Performing some manual optimizations in the lua code (declaring a local copy of pset
sget
flr
and lifting calculations outside the inner loop) brought the frame time to 23ms; a 26% improvement; and almost perfectly playable.
TODO: fastcall sget
and pset
to test the impact (12k calls each ?)
Interesting optimizations:
- Localizing global accesses (
sin
shouldn't be loaded from_ENV
) - Fast builting calls (
sin
should be called cheaply) - Loop hoisting
Still going on about performance; now on trig functions:
Baseline
32k x c sin floating took 548ms
Optimizing calls into the "regular fastcalls" (ie: still looking up via _ENV on every call)
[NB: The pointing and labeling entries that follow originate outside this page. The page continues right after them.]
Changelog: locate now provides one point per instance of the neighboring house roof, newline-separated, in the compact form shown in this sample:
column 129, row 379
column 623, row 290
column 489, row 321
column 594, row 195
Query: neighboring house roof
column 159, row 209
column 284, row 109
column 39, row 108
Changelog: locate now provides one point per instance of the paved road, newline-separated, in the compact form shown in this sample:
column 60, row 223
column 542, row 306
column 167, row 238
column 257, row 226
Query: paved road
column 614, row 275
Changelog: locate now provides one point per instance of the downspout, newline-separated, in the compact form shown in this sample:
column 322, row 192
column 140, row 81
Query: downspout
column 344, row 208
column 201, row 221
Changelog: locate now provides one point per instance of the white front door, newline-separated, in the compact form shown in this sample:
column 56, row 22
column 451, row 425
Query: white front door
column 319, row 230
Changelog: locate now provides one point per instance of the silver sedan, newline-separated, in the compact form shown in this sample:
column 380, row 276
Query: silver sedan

32k x fast sin floating took 718ms 32k x slow sin floating took 735ms
This makes 32k calls, 20ms faster.. in practice this is not going to make a difference
Still struggling to figure out how to emit bytecode that's aware of the builtins
Optimizing sin
:
Using fixed point calculations for sin
:
32k x c sin fixed took 50ms 32k x fast sin fixed took 107ms 32k x slow sin fixed took 135ms 32k x slow sin floating took 735ms
Now this is a lot faster! ~7x faster sin
/ cos
calls
Wrote/Adapted a bytecode parser in python
Thinking about bytecode optimization, tried to write a "too-hard" optimization from the start and failing.
Easy optimizations to start with:
- Make all globals, "local scoped globals"
- Declare them
local
at the root chunk - Adjust upvals on all functions
- Replace {GET,SET}TABUP with {GET,SET}UPVAL
- Declare them
- Remove unused constants (that will happen when removing {GET,SET}TABUP)
- Remove unnecessary loads when there's no change in the registers
in this case, `GETTABUP : 6 0 -7; _ENV "flr"` is executed twice, and nothing writes to `R(6)` between them
-
Spent a long while getting a MAX98357 chip (I2S audio) to work. I kept getting "buzzing" sound instead of anything, even when memory dump of the waveforms gave me the same numbers as what I'd get on my SDL backend.
Mucked around with endianness; channel format; sample depth; timing. No dice. In the end, It's because I was using a 0.5W speaker with a 3W (max) amplifier. A 160Ohm resistor in series with the speaker made it work perfectly.
I am starting to think optimizing the bytecode will be fruitless; the "problematic" calculation-heavy routine from Rockets! still takes up to 30ms/frame after optimization. I manually converted that function to be a regular C function and the time per frame dropped to 5ms; where 3.5-4 of those are spent drawing the map.
Got a very bad, very simplistic code emitter for a Lua parser. Will see how it goes; main concerns are:
- Variable scoping
- Closures
- Co-routines
- Dynamic types
but it seems more "tractable" to let GCC optimize code, and a lot easier to get started. Although it's a lot more work to get a game into a playable state.